10.”Please share your thoughts on how the Affordable Care Act (Obamacare) has affected our indigent population, IRMC, the health care providers IRCHD supports and the private practitioner community.”

“The ACA has resulted in many Indian River County residents who were previously qualified as indigent now being covered by ACA.  This was most noticeable at IRMC, where actual indigent care costs in the last year came in around $1,000,000 below budget.  This is the primary reason that the IRCHD property tax rate was significantly decreased for this next year (it would have been even greater if new spending programs had been more limited).  IRMC reports that they actually have less “bad debt” now compared to prior years and at least some of this improvement is likely due to ACA. 

 The local non-profit providers that the District funds also saw noticeable decreases in indigent service costs presumably due to new coverage by ACA.  The one large exception is dental services by TCCH that are up dramatically as the ACA does not cover dental services.  With regard to the private practitioner community, it is very unlikely that private practitioners even know who purchased their insurance through an ACA exchange with or without a subsidy or via other methods.  In our private practice we only see what insurance the patient has, not how they obtained it.  So, there has been no noticeable change since ACA was implemented.

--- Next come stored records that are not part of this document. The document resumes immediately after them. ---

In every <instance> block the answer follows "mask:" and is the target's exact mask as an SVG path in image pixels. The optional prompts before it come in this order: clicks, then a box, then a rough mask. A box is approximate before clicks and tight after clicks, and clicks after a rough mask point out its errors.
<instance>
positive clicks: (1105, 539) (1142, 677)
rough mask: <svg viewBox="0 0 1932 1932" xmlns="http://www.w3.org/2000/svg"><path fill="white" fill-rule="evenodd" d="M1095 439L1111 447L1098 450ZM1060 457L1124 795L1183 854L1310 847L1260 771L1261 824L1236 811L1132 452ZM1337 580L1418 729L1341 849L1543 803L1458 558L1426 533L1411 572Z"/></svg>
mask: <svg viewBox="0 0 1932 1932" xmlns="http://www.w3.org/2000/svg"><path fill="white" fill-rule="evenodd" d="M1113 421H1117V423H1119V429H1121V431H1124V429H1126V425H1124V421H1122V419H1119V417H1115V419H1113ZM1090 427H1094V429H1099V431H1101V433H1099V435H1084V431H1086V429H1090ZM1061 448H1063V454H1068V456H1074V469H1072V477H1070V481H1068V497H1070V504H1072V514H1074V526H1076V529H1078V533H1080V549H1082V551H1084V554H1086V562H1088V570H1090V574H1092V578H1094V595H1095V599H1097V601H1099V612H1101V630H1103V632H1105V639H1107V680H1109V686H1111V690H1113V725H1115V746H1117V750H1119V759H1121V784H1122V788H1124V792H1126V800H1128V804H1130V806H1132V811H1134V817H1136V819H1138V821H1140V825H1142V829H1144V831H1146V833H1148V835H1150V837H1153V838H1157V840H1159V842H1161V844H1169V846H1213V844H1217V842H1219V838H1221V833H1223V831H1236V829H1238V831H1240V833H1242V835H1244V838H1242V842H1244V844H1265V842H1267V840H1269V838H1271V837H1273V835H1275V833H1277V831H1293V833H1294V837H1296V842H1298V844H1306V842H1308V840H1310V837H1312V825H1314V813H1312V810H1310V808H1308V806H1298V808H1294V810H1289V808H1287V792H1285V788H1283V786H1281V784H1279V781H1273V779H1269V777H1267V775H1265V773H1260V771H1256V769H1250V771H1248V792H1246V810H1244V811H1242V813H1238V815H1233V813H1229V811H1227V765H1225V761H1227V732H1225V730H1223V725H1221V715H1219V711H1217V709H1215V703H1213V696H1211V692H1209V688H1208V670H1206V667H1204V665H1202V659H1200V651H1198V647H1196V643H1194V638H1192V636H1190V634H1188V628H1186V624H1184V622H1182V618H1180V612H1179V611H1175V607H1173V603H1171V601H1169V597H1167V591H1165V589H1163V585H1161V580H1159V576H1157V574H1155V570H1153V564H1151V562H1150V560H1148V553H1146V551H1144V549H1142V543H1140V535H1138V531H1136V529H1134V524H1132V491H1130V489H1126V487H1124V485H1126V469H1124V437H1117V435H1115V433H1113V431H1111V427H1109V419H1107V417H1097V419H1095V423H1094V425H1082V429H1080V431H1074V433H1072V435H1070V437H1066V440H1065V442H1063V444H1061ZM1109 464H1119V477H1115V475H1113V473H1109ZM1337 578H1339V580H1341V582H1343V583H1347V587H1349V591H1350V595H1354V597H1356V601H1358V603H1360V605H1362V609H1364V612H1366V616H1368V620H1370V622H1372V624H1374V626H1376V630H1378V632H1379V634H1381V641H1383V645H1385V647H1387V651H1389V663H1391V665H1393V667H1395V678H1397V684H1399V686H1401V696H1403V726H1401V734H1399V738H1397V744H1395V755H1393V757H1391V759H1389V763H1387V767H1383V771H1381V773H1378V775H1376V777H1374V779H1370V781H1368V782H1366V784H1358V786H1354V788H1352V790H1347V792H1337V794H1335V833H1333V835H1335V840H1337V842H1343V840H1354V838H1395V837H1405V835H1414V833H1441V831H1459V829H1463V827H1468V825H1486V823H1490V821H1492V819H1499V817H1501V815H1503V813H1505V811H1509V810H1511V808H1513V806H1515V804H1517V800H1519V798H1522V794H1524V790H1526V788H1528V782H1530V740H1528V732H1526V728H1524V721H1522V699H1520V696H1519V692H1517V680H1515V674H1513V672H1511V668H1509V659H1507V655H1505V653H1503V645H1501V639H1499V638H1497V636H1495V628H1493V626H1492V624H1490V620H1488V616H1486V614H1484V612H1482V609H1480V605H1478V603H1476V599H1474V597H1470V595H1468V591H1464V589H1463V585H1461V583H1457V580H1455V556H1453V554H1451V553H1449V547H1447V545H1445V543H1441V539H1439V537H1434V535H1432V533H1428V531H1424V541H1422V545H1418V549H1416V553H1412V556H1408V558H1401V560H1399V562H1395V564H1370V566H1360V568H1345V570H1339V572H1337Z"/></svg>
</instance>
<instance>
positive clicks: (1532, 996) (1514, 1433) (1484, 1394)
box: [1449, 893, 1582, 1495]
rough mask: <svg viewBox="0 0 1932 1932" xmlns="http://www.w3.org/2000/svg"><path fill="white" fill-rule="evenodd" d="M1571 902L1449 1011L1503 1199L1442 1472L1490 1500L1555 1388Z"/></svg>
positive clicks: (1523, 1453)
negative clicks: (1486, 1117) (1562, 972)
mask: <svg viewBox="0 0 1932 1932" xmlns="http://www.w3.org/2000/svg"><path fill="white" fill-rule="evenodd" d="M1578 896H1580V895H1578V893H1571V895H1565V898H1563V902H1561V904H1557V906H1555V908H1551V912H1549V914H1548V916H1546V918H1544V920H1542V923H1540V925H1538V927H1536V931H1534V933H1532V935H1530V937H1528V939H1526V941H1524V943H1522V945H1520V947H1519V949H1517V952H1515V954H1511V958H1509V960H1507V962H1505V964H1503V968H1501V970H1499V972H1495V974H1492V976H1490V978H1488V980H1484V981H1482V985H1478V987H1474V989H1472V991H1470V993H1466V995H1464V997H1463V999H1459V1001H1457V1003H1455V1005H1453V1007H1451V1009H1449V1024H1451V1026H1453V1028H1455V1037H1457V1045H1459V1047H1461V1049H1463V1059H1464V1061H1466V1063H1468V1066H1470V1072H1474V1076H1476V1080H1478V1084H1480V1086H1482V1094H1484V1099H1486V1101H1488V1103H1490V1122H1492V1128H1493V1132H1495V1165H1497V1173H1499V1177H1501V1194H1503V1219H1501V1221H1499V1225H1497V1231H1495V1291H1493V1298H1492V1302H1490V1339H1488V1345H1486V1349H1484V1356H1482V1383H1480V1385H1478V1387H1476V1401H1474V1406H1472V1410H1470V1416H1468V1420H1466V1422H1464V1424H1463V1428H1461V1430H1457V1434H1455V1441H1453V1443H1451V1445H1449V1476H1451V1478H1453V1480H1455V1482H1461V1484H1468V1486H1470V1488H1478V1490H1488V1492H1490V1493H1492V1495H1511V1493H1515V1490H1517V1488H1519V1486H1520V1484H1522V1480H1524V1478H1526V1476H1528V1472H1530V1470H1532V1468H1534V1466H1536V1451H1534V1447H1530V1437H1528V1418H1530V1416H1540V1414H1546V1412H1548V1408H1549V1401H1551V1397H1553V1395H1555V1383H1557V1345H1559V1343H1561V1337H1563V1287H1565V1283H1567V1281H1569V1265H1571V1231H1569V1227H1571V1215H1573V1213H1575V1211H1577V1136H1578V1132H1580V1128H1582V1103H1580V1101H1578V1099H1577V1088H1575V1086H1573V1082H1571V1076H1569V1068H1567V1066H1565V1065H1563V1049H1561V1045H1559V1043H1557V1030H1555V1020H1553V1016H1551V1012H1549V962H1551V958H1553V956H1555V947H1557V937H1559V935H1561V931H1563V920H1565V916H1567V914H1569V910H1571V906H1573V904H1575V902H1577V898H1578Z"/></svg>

 The reason that all of these seemingly positive local changes have occurred since ACA began, is that the tax burden to make this happen has been shifted from local taxpayers to the federal taxpayers and federal government borrowing.  There is no free lunch.  In addition, there are now serious questions about the sustainability of ACA.  Many large insurance companies are dropping out of ACA participation due to significant financial losses.  This creates further upward pressure on insurance premiums (and deductibles) and either requires even greater federal government subsidies; or it prices the middle class and small businesses out of the system.  The lack of participation by these younger, healthier patients results in an even less healthy group of ACA participants; progressively increasing costs, and a projected “death spiral” of premium increases.  There is a risk that if ACA does fail that there will be a wave of former ACA patients that become qualified indigent patients again.  In the event that that happens and IRMC is still a non-profit taxpayer owned hospital, that care will become a significant taxpayer burden.”

One thought on “Dr. John Valdis ‘Val’ Zudans, Candidate for Indian River County, FL Hospital District Trustee / Seat Five

  1. How does Dr Zudan explain $1,807,985 ($1.8 million) in payments from Medicare? This does not include payments from other insurance companies so the total must exceed two million dollars. How many Medicaid or uninsured patients actually made it into his office?

    Because he does not make enough money, he had the drug companies and suppliers throw in another $1,532 towards his poverty.